Energy Sector ETF Breaks Out as Tropical Storm Barry Makes Landfall | ETF Trends

A widely observed energy sector exchange traded fund was breaking above its long-term trend lines Friday as energy market participants braced for disrupted supply lines with Tropical Storm Barry making landfall off the Gulf Coast.

The Energy Select Sector SPDR (NYSEArca: XLE), the largest equity-based energy exchange traded fund, was 0.5% higher Friday, breaking above its long-term resistance at the 200-day simple moving average. Meanwhile, West Texas Intermediate crude oil futures were modestly higher to $60.3 per barrel.
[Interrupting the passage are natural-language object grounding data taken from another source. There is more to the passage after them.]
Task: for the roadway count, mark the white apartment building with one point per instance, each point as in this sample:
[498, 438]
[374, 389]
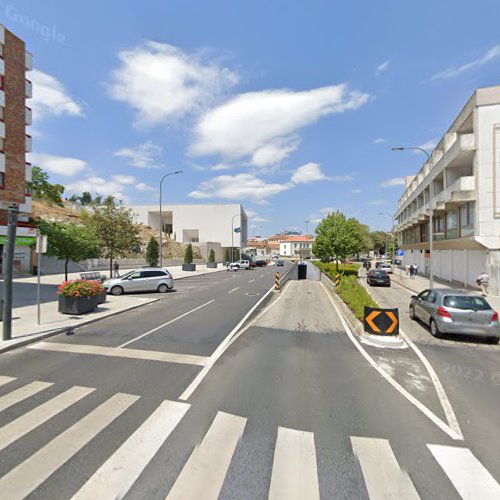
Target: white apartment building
[209, 226]
[461, 184]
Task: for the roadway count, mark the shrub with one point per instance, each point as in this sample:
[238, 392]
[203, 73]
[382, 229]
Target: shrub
[80, 288]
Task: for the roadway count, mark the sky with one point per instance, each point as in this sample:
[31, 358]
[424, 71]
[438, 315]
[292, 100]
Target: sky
[285, 106]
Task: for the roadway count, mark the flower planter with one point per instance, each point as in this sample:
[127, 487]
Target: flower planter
[77, 305]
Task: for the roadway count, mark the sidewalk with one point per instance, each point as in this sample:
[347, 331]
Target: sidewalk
[421, 283]
[24, 323]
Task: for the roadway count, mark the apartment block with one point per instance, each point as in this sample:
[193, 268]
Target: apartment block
[15, 172]
[460, 183]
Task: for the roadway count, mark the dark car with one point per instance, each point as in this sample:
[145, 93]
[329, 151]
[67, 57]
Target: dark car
[375, 277]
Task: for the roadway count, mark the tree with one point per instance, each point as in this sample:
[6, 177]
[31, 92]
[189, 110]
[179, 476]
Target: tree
[70, 242]
[188, 254]
[152, 252]
[338, 237]
[115, 228]
[211, 256]
[42, 189]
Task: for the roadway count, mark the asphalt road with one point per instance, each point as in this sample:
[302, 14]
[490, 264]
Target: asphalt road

The slowly building tropical storm that is expected to make landfall late Friday helped bolster energy prices this week, disrupting key energy production and refining in the region. Workers on offshore oil and gas platforms and rigs in the Gulf of Mexico have already evacuated ahead of the storm, and the Bureau of Safety and Environmental Enforcement calculated that over half the region’s oil production has already been affected, the Wall Street Journal reports.

“The crude oil market is being supported by the Gulf of Mexico production shut-in… it is going to look to see if Tropical Storm Barry becomes a major flooding event that impacts the refining sector in Louisiana and impacts gas and diesel,” Andy Lipow, president of Lipow Oil Associates, told Reuters.

While few market observes anticipate a significant long-term disruption, we may continue to see softer supply and weaker refinery activity, which helped prop up U.S. crude futures nearly 5% for the week.

The weather-related supply risks also formed alongside production cuts out of the Organization of Petroleum Exporting Countries, along with their allies, falling domestic stockpiles and rising tensions in the Middle East, notably with Iran.

However, looking further out, the energy market may find itself in a global supply glut. The International Energy Agency forecasted surging U.S. oil output will outpace sluggish global demand and contribute to a large inventory build around the world in the next nine months.

“The IEA report laid bare what the market is staring down and what OPEC is staring down next year, and really for the balance for this year, and that will continue to be a headwind,” John Kilduff, a partner at Again Capital LLC, told Reuters.